Some of France’s leading soy buying firms – including big brands like Burger King, E.Leclerc and Lidl – are failing to adequately monitor their supply chains in Latin America despite a due diligence law requiring them to do so, a new report from environmental groups has claimed
Deforestation in Gran Chaco, Paraguay.
Mighty Earth and French NGOs
Nature Environnement and Sherpa have published
the report, which comes two years after the country’s Devoir de Vigilance
(duty of vigilance) law was introduced, rating due diligence practices of 20 of
the largest soy-consuming companies in France.

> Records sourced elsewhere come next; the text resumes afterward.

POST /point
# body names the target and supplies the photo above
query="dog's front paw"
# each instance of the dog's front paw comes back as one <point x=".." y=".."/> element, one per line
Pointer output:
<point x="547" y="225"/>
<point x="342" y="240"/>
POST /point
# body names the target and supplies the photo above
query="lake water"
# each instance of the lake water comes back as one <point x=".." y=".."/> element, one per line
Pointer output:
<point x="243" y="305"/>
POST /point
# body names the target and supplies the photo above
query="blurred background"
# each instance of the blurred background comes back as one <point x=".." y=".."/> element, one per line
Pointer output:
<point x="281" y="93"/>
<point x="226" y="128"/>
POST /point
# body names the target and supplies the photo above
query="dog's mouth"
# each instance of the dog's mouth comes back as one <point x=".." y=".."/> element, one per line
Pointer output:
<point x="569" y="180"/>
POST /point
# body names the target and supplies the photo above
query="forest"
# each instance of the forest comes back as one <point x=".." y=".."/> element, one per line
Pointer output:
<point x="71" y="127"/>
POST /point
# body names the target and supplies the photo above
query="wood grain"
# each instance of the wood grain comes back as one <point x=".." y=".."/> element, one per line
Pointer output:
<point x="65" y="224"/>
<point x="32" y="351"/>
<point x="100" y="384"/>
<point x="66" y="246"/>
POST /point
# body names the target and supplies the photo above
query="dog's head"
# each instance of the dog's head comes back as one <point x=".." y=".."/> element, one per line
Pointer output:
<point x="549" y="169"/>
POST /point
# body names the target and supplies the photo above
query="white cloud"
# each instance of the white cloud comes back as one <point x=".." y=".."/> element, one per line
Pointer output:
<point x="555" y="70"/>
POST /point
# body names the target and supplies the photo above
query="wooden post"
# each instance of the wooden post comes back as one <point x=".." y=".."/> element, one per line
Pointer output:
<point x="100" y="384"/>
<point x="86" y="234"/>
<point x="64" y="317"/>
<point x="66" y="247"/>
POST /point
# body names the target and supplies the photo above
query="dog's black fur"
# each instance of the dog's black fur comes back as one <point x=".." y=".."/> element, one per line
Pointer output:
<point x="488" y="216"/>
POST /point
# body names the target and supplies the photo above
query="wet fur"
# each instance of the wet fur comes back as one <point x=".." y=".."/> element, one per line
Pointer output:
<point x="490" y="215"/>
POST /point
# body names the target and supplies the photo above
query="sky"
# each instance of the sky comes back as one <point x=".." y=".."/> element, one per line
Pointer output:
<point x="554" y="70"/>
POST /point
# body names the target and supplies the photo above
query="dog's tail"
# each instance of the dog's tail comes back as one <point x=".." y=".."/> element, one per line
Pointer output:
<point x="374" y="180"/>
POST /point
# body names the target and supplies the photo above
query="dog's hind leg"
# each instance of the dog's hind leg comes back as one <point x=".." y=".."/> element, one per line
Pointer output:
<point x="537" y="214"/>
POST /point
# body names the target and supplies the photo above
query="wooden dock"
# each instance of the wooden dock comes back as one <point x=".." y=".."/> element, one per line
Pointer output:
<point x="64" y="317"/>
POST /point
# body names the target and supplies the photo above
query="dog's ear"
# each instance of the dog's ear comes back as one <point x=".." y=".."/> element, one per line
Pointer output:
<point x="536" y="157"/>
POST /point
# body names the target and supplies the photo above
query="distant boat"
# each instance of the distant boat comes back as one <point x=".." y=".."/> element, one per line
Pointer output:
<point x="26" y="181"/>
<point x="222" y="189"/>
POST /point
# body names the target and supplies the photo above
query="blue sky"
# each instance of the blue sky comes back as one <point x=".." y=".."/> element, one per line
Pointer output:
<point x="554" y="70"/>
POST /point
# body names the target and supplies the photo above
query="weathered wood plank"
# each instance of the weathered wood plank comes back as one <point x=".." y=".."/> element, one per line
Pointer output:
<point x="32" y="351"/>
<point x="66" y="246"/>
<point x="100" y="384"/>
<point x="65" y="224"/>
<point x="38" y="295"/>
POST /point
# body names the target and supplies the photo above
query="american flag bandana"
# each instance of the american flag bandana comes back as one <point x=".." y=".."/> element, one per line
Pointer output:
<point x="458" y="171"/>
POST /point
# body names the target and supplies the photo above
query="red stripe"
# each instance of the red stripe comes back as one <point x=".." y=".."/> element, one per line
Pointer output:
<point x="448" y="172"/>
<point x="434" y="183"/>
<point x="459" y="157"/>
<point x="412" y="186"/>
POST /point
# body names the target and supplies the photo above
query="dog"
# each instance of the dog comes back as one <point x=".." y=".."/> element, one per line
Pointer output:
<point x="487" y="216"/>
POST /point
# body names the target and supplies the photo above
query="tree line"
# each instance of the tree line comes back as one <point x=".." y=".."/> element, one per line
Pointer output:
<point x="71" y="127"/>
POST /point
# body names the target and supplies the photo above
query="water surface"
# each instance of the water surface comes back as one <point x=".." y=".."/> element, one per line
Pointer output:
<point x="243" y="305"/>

Carrefour, Danone and Casino were
also among those included in the study, which found that several firms had
“major gaps in the identification and prevention of risks” in their Latin
America supply chains for soy production.
Most of the soy imported by European countries is used as livestock feed for meat and dairy production while.
Large supermarket chains that sell these products to consumers also bear
responsibility for the environmental and social risks present in soy supply
chains under the new law.
The Devoir de Vigilance, passed
in February 2017 and seen as a significant step in strengthening corporate
action against deforestation, requires large companies in France to identify
and mitigate risks to human rights and the environment in their global supply
chains.
None of the firms surveyed are
conducting satisfactory levels of due diligence when it comes to sourcing soy
from countries plagued by high levels of forest loss linked to the commodity,
especially Brazil and Paraguay, according the to the report.
French soy imports from Brazil
and Paraguay increased by 48 per cent between 2014 and 2018 and were
valued at more than €580 million ($650m) according to Eurostat
data. Only seven of the twenty firms analysed have showed early signs of
compliance with the law, and only three – Carrefour, Danone and Bel – displayed
somewhat better levels of supply chain monitoring and transparency.
The list includes eight firms
that have signed up to the Cerrado
Manifesto, an agreement launched in 2017 committing signatories to curb
deforestation at the Brazilian Cerrado, a biodiverse savannah that has lost
more than half its native vegetation to agricultural expansion, especially soy
cultivation.
The study’s results show that
such voluntary pledges are often not enough on their own to curtail forest
loss, a point repeatedly made by Earthsight and other environmental
organisations.
According to the report’s
authors, the only companies that showed some level of transparency in their
methodology to identify risks were Carrefour, Bel and Casino. Several fail to
even mention deforestation risks in their publications, while those that do
often omit more systematic analyses of its links to the company’s activities.
The report also found that action plans dedicated to soy are scarce. Some companies include soy in more general anti-deforestation plans, but with few details on the objectives, timetable and concrete actions to be taken.
Few companies appear to be drastically changing
procurement practices or reducing soybean dependence, for example by
blacklisting non-compliant suppliers or developing alternative sources of
livestock feed.
In March 2018 Mighty Earth
published The
Avoidable Crisis showing how soy production for European animal feed,
traded by giants Cargill, Bunge and ADM, is driving large-scale deforestation
across the Gran Chaco –
South America’s largest expanse of forest – in Paraguay and Argentina.
Given the companies’ poor
performances, Mighty Earth, Nature Environment and Sherpa are considering
lawsuits as an option to force the firms’ compliance with the law.
Sherpa director Sandra
Cossart said:
“Since the adoption of the law of due diligence, companies can no longer ignore
the risks of human rights and environmental damage in their supply chain. […]
In the coming weeks, the companies concerned will have to justify that they
have implemented appropriate measures, […] failing of which can expose them to
legal action.”
The three organisations argue that replicating the Amazon soy moratorium for other biomes in South America could help prevent further deforestation of the continent’s forests and savannas.
The Amazon moratorium is an agreement signed in 2006 by major soy traders that has helped drastically reduce deforestation linked to soy production in the region.
The world’s largest soy companies have been reluctant to sign up to
similar agreements covering the Cerrado and the Gran Chaco.
Nonetheless, the report’s
authors argue voluntary agreements will only go so far. They have called
on French authorities to monitor compliance with the law and push for ambitious
EU-level legislation on monitoring and curbing deforestation linked to European
imports of soy, palm oil, beef, cocoa and other commodities.
The call lends support to the
recent criticism by NGOs of the EU’s focus on voluntary private sector action
in its upcoming action plan on deforestation. NGOs – including Earthsight –
have argued that this
approach is misguided and would fail, and are calling for legally binding
regulations to be placed at the heart of the EU’s plan instead.